OLTRE L’EMERGENZA
Integrazione a piccoli passi

AVVENIRE 8 luglio 2011

Numeri. Grandi. Ma ognuno racconta una storia disegnata con paura, fame, fuga. Ognuno è una donna o un uomo, un anziano o un bambino. Sono 14mila i profughi che oggi vengono assistiti in tutte le Regioni del nostro Paese (a parte l’Abruzzo, per le note conseguenze dell’ultimo terremoto), secondo una precisa distribuzione che è proporzionale al numero dei residenti.
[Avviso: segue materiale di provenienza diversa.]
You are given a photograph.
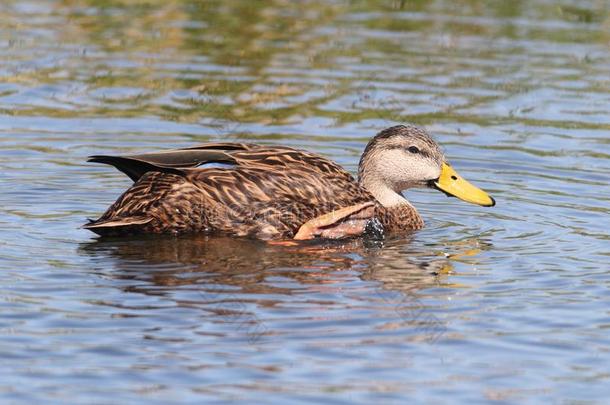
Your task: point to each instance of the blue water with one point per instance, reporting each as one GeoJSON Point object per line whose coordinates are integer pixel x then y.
{"type": "Point", "coordinates": [501, 305]}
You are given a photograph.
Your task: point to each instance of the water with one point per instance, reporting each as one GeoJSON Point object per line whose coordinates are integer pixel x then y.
{"type": "Point", "coordinates": [508, 304]}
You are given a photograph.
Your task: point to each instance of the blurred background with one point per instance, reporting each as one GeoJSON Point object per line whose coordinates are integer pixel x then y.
{"type": "Point", "coordinates": [509, 304]}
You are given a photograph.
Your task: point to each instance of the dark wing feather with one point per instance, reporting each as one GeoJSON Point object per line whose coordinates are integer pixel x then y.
{"type": "Point", "coordinates": [172, 161]}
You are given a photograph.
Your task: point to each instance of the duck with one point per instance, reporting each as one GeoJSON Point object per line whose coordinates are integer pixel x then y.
{"type": "Point", "coordinates": [279, 192]}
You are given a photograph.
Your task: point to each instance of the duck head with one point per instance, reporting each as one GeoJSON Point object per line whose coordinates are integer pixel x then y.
{"type": "Point", "coordinates": [405, 156]}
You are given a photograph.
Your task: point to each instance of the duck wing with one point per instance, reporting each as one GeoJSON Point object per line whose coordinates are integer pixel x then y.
{"type": "Point", "coordinates": [172, 161]}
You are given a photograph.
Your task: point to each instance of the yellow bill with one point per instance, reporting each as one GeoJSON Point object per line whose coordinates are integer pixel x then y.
{"type": "Point", "coordinates": [453, 184]}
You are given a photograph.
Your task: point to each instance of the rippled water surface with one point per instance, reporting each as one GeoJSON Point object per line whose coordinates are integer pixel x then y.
{"type": "Point", "coordinates": [510, 304]}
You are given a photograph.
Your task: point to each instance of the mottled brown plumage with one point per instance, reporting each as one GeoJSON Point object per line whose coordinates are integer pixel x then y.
{"type": "Point", "coordinates": [270, 192]}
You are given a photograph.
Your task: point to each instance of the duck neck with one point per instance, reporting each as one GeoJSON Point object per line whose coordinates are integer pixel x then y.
{"type": "Point", "coordinates": [383, 193]}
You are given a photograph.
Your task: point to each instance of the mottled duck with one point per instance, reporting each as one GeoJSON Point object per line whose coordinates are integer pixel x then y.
{"type": "Point", "coordinates": [277, 192]}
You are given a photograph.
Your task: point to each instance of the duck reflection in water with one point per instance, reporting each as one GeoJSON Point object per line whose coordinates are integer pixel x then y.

Per esempio – scendendo da nord a sud – in Lombardia sono alloggiate 1.997 persone, in Piemonte 1.200 e altrettanti in Veneto, nel Lazio altre 1.200 e in Umbria 250, in Campania i profughi arrivano a 1.500 e in Molise a 85.

L’85% degli sbarchi a Lampedusa. È la Protezione civile (in quanto "Commissario delegato per l’emergenza Nord Africa ") a gestire la cosiddetta "seconda fase" e quindi ad avere l’intera situazione sotto gli occhi. «Dal 1° gennaio al 15 giugno gli sbarchi nel nostro Paese sono stati 45mila – spiegano – dei quali, 38mila solamente a Lampedusa». Chi arriva dall’Egitto, dal Marocco e dalla Tunisia viene in genere automaticamente rimpatriato in base agli accordi bilaterali esistenti con i loro Paesi (non in guerra), mentre chi sbarca dalla Libia (Paese in guerra) altrettanto automaticamente viene in genere accolto.

Oltre 20mila assistiti. A proposito, oltre quei 14mila, bisogna tenere conto anche delle 5.500 persone ospitate nei centri per richiedenti asilo del Viminale e di altre 850 attualmente nella tendopoli di Manduria, che in qualche modo ha il compito di primo campo di "contenimento" e smistamento in caso di grandi sbarchi, tant’è che è previsto il suo svuotamento entro i prossimi sette, otto giorni (ma alla Protezione civile l’hanno detto solo dopo avere... incrocianto le dita). Insomma, ci sono oltre 20mila nordafricani che gli italiani stanno aiutando: alla faccia della scarsa accoglienza, delle polemiche politiche e non.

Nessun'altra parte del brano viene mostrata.